“Pure White”: When Asbestos Was Used As Fake Snow
Although labeled as “Pure White” Snow, the highly fibrous material inside this vintage carton is actually beige; reflecting the fact that it is primarily amosite, amphibole asbestos (also known as “brown asbestos”).
Many films shot in the early 20th century, including the likes of The Wizard of Oz, featured their actors being sprinkled with fake snow. Little do viewers realize, this effect was created by showering performers with chrysotile asbestos fibers, small snow like particles that were once used on movie sets, in department store displays, and even in private homes. Everybody wanted to get in on the fake asbestos snow action. And why not? From the mid-1930s to the 1950s, asbestos was seen as a versatile and harmless substance.
To date, it’s difficult to know the hazard that was presented by asbestos-based fake snow products. Most asbestos products involved some quantity of the fiber being used as part of a chemical compound that bound the fibers together, making them difficult to inhale until the material was damaged. But fake snow, often used in displays or in family homes, was simply pure white asbestos fibre piled up in drifts.
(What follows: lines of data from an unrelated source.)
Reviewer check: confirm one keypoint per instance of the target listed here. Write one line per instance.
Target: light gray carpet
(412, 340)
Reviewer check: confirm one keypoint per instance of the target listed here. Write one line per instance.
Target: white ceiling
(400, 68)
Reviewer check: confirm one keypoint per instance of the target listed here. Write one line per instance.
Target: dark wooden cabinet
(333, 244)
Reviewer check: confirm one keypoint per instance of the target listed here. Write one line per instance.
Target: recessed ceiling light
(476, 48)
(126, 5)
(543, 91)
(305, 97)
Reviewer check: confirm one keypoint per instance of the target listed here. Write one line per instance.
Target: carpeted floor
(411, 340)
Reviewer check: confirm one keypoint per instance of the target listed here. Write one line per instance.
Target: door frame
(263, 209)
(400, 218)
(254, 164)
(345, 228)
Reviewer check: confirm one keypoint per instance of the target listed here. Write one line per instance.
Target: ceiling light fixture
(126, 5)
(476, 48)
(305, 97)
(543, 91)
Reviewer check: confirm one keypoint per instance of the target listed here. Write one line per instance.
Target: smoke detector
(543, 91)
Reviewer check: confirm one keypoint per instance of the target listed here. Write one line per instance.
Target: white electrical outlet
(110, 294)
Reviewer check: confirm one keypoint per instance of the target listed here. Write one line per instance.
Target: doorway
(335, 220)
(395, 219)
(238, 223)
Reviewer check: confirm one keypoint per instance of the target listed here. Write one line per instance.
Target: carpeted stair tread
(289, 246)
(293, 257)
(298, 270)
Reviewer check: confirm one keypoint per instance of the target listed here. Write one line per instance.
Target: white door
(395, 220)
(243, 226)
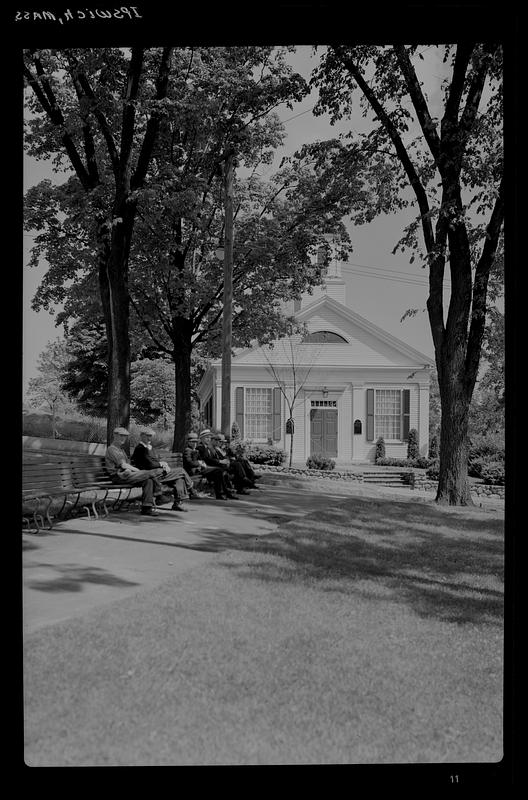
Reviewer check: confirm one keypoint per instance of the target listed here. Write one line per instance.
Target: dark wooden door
(323, 431)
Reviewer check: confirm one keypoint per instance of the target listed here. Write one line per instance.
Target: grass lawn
(367, 633)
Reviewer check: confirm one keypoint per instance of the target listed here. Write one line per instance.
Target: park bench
(61, 485)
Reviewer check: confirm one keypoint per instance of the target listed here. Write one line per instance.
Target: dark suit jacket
(143, 458)
(209, 455)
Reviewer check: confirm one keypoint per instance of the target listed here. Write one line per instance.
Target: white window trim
(376, 433)
(261, 387)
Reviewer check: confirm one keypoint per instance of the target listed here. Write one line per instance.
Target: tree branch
(79, 75)
(51, 108)
(153, 124)
(420, 106)
(478, 314)
(398, 145)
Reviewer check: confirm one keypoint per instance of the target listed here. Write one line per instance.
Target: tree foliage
(449, 162)
(218, 100)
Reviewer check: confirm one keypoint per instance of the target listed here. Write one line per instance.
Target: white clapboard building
(352, 381)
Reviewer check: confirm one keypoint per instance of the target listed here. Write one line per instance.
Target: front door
(323, 431)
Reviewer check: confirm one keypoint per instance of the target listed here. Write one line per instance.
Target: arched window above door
(324, 337)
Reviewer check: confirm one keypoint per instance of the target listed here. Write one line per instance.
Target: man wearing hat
(196, 465)
(236, 469)
(145, 457)
(208, 454)
(122, 471)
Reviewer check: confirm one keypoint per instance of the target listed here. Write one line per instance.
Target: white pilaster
(423, 418)
(359, 411)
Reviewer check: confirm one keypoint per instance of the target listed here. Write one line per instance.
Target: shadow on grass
(71, 578)
(442, 564)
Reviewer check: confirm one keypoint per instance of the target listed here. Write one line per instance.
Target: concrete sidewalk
(81, 564)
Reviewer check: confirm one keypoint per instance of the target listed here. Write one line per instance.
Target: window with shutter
(391, 414)
(239, 409)
(276, 420)
(258, 413)
(370, 415)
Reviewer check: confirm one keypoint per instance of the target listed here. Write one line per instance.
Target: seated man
(145, 457)
(236, 469)
(121, 471)
(207, 453)
(236, 451)
(194, 465)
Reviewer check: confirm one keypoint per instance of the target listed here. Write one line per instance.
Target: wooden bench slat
(53, 483)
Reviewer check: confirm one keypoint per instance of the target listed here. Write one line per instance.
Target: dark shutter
(276, 416)
(239, 409)
(406, 405)
(370, 415)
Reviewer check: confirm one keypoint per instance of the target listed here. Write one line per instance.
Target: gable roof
(349, 316)
(368, 345)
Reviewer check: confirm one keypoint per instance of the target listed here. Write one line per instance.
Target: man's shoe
(148, 511)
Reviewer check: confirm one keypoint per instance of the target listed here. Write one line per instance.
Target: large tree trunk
(182, 339)
(453, 483)
(113, 286)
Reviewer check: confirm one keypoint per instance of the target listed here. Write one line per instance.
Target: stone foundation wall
(303, 473)
(418, 480)
(425, 484)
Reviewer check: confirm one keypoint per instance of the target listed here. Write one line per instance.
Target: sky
(380, 286)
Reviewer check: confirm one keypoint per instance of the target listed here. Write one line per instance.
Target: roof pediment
(353, 326)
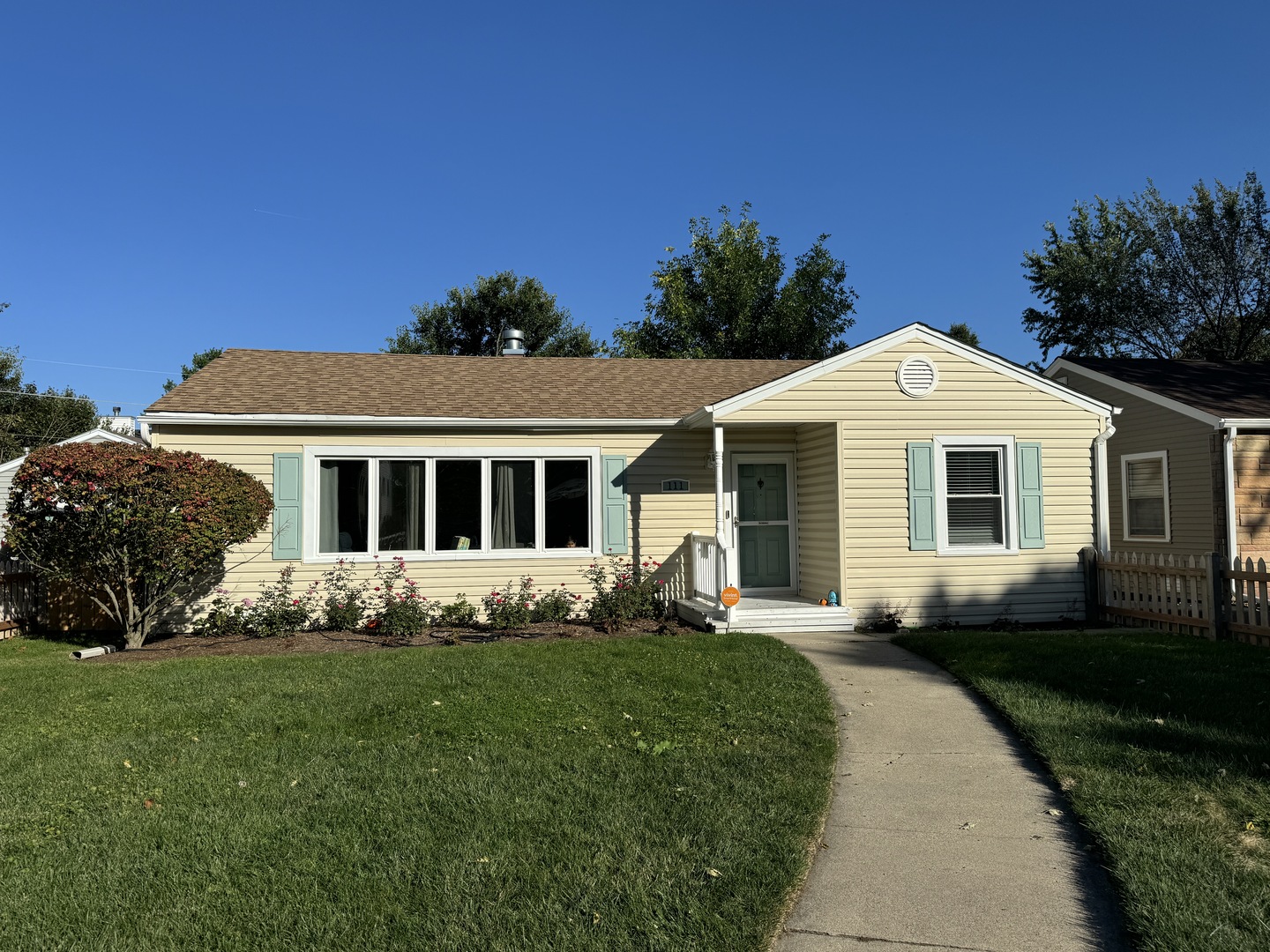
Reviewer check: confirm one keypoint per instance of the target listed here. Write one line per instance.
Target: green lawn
(1162, 743)
(655, 792)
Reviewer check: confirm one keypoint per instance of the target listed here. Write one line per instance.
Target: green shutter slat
(921, 496)
(614, 499)
(288, 504)
(1032, 498)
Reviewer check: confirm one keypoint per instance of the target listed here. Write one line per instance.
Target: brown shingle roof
(1231, 390)
(485, 387)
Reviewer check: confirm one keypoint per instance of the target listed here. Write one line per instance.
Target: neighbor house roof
(1229, 390)
(280, 383)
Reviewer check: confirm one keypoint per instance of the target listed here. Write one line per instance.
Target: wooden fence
(1206, 596)
(20, 598)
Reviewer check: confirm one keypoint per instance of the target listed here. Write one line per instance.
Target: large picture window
(1145, 487)
(370, 502)
(975, 481)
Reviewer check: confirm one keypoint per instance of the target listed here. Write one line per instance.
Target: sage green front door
(762, 524)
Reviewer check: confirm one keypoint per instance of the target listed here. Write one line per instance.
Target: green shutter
(1032, 501)
(614, 499)
(288, 504)
(921, 496)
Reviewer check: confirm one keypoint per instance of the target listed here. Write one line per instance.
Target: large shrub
(133, 527)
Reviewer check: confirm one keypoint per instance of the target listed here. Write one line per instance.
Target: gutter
(1232, 539)
(1102, 519)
Anyone who had any contact was inhaling deadly fibers in quantities normally associated with those working in asbestos mines.
Thankfully, you can safely shop for fake snow this Christmas knowing you won’t be exposed to asbestos…but spare a thought for the innocent workers and householders of the past, many of whom are still living with the consequences of the 20th century’s addiction to asbestos.